Mientras el capitán del barco apuraba las últimas gotas del café de la mañana y revisaba el plan del viaje para el día que acababa de comenzar, una tormenta se desarrollaba muy lejos de allí. El espectáculo era precioso, pensó el viejo lobo de mar mientras dejaba la taza sobre su mesa.
Se acercó a los vigías. Les observaba quedamente, sin molestarles, pues conocía la importancia de su labor. Quisiera que vieran ese fenómeno de la naturaleza que se desarrollaba tan relativamente cerca de ellos, pero no podía molestarles. Incluso si se lo ordenara no lo harían.
Se sentó en su sillón y decidió esperar a la comida.

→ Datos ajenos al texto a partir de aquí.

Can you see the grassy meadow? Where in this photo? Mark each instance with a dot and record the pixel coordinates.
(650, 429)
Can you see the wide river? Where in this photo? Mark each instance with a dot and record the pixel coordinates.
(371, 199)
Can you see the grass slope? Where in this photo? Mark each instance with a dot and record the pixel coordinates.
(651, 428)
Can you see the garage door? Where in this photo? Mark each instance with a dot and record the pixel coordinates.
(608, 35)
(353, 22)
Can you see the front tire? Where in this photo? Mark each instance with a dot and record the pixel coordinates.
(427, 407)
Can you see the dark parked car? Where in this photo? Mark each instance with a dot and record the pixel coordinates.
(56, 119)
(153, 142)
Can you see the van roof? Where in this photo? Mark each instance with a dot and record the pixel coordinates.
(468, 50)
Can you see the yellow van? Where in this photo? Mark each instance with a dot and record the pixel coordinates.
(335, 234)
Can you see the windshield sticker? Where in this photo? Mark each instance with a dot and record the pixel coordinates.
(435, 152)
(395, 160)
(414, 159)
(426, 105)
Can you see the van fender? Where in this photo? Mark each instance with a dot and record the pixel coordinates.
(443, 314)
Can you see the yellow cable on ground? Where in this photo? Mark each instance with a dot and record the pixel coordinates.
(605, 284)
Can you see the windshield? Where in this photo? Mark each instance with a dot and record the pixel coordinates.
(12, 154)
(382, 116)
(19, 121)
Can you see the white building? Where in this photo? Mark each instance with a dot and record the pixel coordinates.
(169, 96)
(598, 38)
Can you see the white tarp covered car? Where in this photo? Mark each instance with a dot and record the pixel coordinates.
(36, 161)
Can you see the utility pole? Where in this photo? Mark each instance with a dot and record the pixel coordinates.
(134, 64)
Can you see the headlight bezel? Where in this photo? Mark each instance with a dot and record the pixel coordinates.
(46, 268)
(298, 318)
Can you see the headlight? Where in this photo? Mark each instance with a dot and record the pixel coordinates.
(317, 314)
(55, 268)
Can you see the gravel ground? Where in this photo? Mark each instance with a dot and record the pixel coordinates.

Apenas había nada nuevo que hacer, puesto que aún tenían que navegar miles de millas por ese mar azul en calma, en el que no se movía nada, para llegar a ningún sitio, pues en los puertos apenas paraban unas horas y seguían su camino sin pausa.
Y pensó en su eterno viaje, siempre de camino, siempre desarraigado. Y, aunque conocedor de su desgracia, dio gracias al cielo por ello, puesto que lo único que necesitaba era su taza de café por la mañana y un espectáculo tan sencillo como el de unas humildes gotas llover sobre el mojado de la olas de la mar.